Then the question then is, is it time to start streaming? Because this is where we come to, it’s like, we’ve now built up these ordered systems, which send messages around, they’re in logs, or queues. Is it time to start doing stream processing? In that context, let’s tell you a story. This is way back from my time as a CTO. Let’s say you build a SaaS platform, it might be for delivery and logistics, like one of the ones I built previously. What happens then is you’ve got a loosely connected network of microservices, using queues and streams. In this case, what it was, was, we had a very big computationally expensive task, which was to compute routes. This would do the full vehicle routing problem solved. It’s an NP-hard problem, you can guess how much CPU crunch that actually required. We could have GPU’d it up, but that would have required a lot more experience at the time, but also, it would have involved a lot of code we just didn’t have available. We had a bunch of very large CPU intensive machines, and the ability for them to pull work off a work queue. Originally, we tried to do this with some of the other systems that exist. We ended up with semi-custom queue stuff with logs attached as well, because we wanted to do this idea of fair load balancing combined with stream processing. This worked great. We went from a system which was REST powered, and we had uncontrolled bursts of unknown amount of work, to a system which actually really handled the throughput. This scaled great, until it didn’t.

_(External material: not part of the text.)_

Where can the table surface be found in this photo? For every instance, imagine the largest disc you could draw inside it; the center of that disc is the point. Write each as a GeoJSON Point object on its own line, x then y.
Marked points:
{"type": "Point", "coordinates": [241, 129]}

What happened was we were onboarding clients pretty successfully, as we onboarded them, what we didn’t realize was behind the scenes, they were quite fragmented. We came with this problem where it’s a JSON file and a JSON file are not necessarily the same. One has dimensions in mass. One has dimensions in centimeters. One has a typo in it. You get to this simple problem where everything upstream which is REST comes downstream into streaming systems, which are designed for computationally heavy workloads, and they are not the same. This ended up with a bunch of poison pill type messages flowing through our APIs, which we didn’t fully know about. Down the line, we did some work to try and actually add more verification upstream. The problem ended up being that once again, once you expose an API to the world, people are going to use it. That means people are going to depend on it. Often, they don’t even have full control over what else is actually in their own system. In this case, these objects were basically just big binary BLOBs to them, because they’d come from other third-party systems. It’ll fall into your magical process network to try and solve it.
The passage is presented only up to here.